種族:下位吸血鬼レッサー・ヴァンパイア・原種

Lv22(3900/294270)

上位職能クラス剣豪ソードマスター

Lv16(17500/203785)


体力:S→C

攻撃:S→C

守備:A→C

敏捷:S→C

魔力:A→D

魔攻:S→C

魔防:A→D

固有技能オリジン・スキル

解析アナライズ

魔物技能モンスター・スキル

生気吸収ライフ・エナジー

血炎化ブラッド・フレイム

・眷属召喚

職技能クラス・スキル

・闘気斬

・闘風刃

・闘鬼剣



進化解放条件:レベル70

最上位職能クラス解放条件:レベル60



 アシュトン戦でレベルが大幅に上がったが、それを日中では全く実感できない。


「……いっぱい血を飲めば一時的にでも元気にならないかな?」


 サフィア姫が自らの首筋に手を当てながら告げた。

 シリアスな雰囲気を崩してはいないが、若干頬が赤い気がする。


「……それは……」


 やってみないと分からないが、一時的にこの渇望がマシになればある程度身体能力は回復するかもしれない。


 だが根本的な問題として、もしカルランに行ったとしてもアシルではどうにもならない。

 

「……しかし俺の話を信じる者などいるでしょうか」


 アシルは吸血鬼になってしまった。

 その時点で人族にとってどう思われるかは察しがつく。


 聖騎士団長とは顔見知りではあるが、容姿が著しく変わったアシルをアシルだと認識してはくれないだろう。

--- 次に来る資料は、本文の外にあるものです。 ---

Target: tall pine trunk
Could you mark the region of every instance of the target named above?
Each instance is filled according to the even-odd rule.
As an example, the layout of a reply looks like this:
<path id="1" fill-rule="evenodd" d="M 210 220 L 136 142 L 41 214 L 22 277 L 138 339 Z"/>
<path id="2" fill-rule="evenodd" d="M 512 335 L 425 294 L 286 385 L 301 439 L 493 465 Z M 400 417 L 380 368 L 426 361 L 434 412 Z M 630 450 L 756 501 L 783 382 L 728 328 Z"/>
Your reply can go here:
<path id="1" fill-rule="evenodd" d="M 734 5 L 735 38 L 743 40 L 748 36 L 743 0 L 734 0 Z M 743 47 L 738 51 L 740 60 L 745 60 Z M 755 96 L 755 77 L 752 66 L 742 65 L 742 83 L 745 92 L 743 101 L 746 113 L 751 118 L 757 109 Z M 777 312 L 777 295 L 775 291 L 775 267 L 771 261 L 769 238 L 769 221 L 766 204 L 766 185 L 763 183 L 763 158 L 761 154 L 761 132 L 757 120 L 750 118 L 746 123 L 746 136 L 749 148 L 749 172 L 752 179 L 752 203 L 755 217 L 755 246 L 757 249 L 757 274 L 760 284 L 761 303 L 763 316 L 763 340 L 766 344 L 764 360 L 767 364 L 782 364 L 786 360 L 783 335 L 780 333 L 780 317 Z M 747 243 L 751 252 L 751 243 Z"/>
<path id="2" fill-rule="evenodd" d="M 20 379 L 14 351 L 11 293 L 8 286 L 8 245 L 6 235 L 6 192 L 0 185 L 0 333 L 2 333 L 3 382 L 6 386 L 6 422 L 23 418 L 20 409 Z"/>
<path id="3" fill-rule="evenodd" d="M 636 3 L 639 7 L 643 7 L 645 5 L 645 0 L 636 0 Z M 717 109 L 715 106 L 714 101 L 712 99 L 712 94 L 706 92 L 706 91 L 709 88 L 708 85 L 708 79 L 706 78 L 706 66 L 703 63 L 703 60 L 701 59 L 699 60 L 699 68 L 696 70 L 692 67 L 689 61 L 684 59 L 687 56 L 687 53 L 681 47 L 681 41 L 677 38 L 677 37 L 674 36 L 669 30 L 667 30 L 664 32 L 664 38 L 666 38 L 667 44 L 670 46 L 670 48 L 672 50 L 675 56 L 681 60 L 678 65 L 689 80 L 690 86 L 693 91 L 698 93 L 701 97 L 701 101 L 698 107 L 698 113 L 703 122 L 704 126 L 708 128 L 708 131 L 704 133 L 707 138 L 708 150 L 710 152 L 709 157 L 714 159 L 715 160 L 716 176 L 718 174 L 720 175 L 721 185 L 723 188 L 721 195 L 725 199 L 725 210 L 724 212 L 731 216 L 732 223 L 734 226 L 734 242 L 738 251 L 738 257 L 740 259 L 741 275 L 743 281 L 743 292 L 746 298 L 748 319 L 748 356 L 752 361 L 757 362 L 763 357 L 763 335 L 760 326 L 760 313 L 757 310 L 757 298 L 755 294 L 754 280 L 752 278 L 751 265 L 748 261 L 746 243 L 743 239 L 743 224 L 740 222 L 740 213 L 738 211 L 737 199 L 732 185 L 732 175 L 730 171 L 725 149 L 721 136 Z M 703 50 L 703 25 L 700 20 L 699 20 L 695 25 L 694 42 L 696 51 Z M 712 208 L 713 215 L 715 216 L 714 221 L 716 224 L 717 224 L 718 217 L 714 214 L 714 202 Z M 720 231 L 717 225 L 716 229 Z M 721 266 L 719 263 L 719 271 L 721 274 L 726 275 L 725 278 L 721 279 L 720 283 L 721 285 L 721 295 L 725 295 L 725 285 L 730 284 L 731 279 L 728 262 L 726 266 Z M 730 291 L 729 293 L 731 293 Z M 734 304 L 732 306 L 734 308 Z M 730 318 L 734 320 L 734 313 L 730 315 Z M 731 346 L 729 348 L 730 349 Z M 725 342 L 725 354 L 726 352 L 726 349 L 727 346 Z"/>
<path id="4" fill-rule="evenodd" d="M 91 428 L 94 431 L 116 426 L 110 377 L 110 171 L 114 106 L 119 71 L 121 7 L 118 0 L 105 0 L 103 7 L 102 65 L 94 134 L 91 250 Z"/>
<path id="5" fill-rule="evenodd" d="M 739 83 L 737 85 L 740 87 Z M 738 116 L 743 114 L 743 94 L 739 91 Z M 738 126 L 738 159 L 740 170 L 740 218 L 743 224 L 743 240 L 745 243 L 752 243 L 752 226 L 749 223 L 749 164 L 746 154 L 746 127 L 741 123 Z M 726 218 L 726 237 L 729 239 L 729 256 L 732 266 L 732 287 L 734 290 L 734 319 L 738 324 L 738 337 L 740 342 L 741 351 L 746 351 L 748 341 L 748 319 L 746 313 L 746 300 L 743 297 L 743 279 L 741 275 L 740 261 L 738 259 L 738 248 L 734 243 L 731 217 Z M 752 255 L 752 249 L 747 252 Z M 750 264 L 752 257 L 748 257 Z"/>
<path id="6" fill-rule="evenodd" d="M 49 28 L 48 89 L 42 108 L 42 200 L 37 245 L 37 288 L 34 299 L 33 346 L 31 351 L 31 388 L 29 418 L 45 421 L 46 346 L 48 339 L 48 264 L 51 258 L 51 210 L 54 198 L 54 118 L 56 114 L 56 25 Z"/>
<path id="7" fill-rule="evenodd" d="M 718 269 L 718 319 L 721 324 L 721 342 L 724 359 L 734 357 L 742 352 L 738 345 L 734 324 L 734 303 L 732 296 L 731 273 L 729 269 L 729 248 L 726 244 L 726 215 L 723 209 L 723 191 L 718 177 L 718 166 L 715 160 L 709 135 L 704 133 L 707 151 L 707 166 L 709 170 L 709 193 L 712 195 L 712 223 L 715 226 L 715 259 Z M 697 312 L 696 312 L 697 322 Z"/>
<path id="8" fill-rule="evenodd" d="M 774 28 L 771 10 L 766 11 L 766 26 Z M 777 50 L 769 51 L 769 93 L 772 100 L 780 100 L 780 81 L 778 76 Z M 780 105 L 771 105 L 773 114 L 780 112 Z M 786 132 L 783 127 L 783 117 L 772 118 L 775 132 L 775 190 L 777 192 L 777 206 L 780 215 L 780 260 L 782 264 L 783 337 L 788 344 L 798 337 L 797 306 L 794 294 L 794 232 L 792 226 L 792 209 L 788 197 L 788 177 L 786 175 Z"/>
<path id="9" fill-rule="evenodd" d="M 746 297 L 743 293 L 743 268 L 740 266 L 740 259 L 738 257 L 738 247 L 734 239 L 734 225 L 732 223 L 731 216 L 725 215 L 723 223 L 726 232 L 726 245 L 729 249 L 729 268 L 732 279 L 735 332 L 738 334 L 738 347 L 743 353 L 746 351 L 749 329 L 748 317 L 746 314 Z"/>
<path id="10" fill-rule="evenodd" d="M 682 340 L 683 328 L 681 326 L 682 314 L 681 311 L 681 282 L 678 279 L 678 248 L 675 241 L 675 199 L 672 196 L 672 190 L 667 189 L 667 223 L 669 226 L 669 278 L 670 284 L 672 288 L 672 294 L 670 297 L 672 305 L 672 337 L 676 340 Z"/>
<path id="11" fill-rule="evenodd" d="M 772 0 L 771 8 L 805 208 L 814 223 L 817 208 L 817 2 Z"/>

 それ以外の者達には間違いなく魔王軍の者だと思われて終わりだ。


「勿論アシル一人では行かせないよ。あたしも行く。事情の説明はあたしからフィーベル伯爵にするから」


「……つまり」


「そう、またあたしを抱えて走るの。もう慣れたもんでしょ?」


 小さく笑みを浮かべるサフィア姫にアシルは僅かに逡巡する。


 遅れて大惨事になるよりはよっぽど良いが、アシルの正体が都市内でバレたらどうなるかヒヤヒヤする。

 

 そしてもし実行するとなると、当然アシルの速度に他の面々はついてこれない。


「……ヘレナたちの事はノルに任せる事になるが……」


「……むぅ……また別行動」


 不服そうに頬を膨らませたノルに、アシルは眉根を寄せて申し訳なさそうに彼女の頭を撫でた。


「……ノル、済まない」


「……付き添うだけなら別にいいけど。アシル、条件ある」


「何だ。俺に叶えられる範囲なら何でもするが」


「……ノルの血を飲んで行って」


「……え?」


 アシルは思わず硬直する。


「この機会を利用してまた自分のを飲ませる気。そうはいかない」


 ノルがサフィア姫を指差しながらジト目を向ける。


「そ、そんな事考えてないよ⁉」


 慌てて否定するサフィア姫に、ヘレナが口を開いた。


「お待ちなさい、であればその役目はわたくしが引き受けますわ。サフィアは昨日たくさん血を飲ませているので論外として、ノルさんが吸血行為を経験するのは早いと思うのですッ」


「またその話。早いとかないし。魔力量ならノルが一番。アシルの身体能力を回復させるならノルの血を飲むしかない」


「いやあの、ここに血液がいっぱいあるんだし……」


 サフィア姫が極々小さな声で呟く。

 勿論、横転している馬車の中にある瓶詰された血液の事を言っているのだ。


 だがアシルとしてはこの血液の出所というか、経緯が分かったせいで飲む気がしない。

 

「援軍がもうカルランに到着していたら終わりですわ。大戦士の身体を乗っ取った屍霊四将が都市内で暴れているかもしれません」


 問答をしている時間がない事は確かだ。


「……こうなったら貴方が決めてください」


 ヘレナがアシルを見据える。


「え?」


「どちらの血を飲むのか。幼女の血を好む変態さんではない事を祈りますわ」


「……アシルは飲む。ノルの事大好きだから」


――どちらの血を?


 プラチナブロンドの髪を軽くウェーブした胸の大きな美しい貴族令嬢が頬を染めながらアシルを睨んでくる。


 対して視線をずらすと、もはや相棒と言っても良い銀髪ツインテールの幼女がアシルを相変わらずのトロンとした眠そうな瞳で見上げてくる。


「「どっちにするの(しますの)?」」


 迫られた二択に、アシルは内心頭を抱えながら答えを出した。